The rapid adoption of machine learning has increased concerns about the
privacy implications of machine learning models trained on sensitive data, such
as medical records or other personal information. To address those concerns,
one promising approach is Private Aggregation of Teacher Ensembles, or PATE,
which transfers to a "student" model the knowledge of an ensemble of "teacher"
models, with intuitive privacy provided by training teachers on disjoint data
and strong privacy guaranteed by noisy aggregation of teachers' answers.

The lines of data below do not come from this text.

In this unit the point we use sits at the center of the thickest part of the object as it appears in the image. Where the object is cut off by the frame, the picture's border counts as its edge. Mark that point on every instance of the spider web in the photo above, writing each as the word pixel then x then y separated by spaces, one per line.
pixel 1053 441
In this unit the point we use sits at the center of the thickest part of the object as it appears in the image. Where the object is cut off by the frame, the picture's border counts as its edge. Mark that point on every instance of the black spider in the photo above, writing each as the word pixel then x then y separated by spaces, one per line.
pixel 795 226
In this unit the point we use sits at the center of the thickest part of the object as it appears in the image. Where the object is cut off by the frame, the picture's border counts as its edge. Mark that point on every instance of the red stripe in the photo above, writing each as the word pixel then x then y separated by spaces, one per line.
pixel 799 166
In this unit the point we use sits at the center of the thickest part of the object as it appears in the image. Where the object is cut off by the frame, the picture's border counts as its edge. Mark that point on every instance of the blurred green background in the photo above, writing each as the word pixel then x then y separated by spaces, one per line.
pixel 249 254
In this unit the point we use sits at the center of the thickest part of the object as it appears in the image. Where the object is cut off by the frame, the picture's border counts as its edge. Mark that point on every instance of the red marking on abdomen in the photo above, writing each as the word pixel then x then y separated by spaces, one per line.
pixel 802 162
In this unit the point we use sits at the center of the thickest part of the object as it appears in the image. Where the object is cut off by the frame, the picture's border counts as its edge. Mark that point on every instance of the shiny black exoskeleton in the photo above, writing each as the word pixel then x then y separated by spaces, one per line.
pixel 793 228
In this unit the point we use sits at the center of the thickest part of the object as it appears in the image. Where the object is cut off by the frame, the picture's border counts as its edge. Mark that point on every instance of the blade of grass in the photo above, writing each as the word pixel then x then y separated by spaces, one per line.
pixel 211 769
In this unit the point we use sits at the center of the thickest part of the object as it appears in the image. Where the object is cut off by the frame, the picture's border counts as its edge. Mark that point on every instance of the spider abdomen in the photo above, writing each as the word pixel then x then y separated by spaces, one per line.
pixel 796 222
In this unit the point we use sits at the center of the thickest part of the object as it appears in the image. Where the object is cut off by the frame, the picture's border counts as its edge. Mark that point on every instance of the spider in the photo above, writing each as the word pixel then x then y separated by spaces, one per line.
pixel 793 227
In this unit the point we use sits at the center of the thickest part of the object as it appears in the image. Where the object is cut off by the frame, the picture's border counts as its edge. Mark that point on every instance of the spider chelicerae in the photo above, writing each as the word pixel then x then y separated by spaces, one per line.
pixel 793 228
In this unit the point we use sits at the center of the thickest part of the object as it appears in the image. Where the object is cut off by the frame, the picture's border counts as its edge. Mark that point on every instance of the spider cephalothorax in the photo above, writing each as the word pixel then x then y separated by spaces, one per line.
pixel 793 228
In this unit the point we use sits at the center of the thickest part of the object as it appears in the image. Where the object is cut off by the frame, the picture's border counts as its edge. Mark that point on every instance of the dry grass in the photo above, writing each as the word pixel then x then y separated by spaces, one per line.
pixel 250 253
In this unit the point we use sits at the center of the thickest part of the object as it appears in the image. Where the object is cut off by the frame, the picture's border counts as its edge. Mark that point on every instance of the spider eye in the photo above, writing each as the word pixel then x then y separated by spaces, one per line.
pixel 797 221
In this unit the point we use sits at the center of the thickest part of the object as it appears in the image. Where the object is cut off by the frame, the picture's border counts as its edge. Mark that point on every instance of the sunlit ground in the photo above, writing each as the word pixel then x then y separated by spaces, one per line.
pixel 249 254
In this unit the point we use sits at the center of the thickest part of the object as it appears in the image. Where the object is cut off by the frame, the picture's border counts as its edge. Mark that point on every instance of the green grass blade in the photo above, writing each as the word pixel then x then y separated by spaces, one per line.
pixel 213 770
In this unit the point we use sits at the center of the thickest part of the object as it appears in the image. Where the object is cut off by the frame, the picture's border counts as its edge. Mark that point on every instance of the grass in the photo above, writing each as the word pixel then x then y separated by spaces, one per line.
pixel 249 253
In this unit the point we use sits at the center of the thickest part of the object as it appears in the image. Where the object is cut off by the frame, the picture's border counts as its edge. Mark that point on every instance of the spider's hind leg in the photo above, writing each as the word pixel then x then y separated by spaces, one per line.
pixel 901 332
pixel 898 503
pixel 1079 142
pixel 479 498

However, PATE has so far been evaluated only on simple classification tasks
like MNIST, leaving unclear its utility when applied to larger-scale learning
tasks and real-world datasets.
In this work, we show how PATE can scale to learning tasks with large numbers
of output classes and uncurated, imbalanced training data with errors. For
this, we introduce new noisy aggregation mechanisms for teacher ensembles that
are more selective and add less noise, and prove their tighter
differential-privacy guarantees. Our new mechanisms build on two insights: the
chance of teacher consensus is increased by using more concentrated noise and,
lacking consensus, no answer need be given to a student. The consensus answers
used are more likely to be correct, offer better intuitive privacy, and incur
lower-differential privacy cost. Our evaluation shows our mechanisms improve on
the original PATE on all measures, and scale to larger tasks with both high
utility and very strong privacy ($\varepsilon$ < 1.0).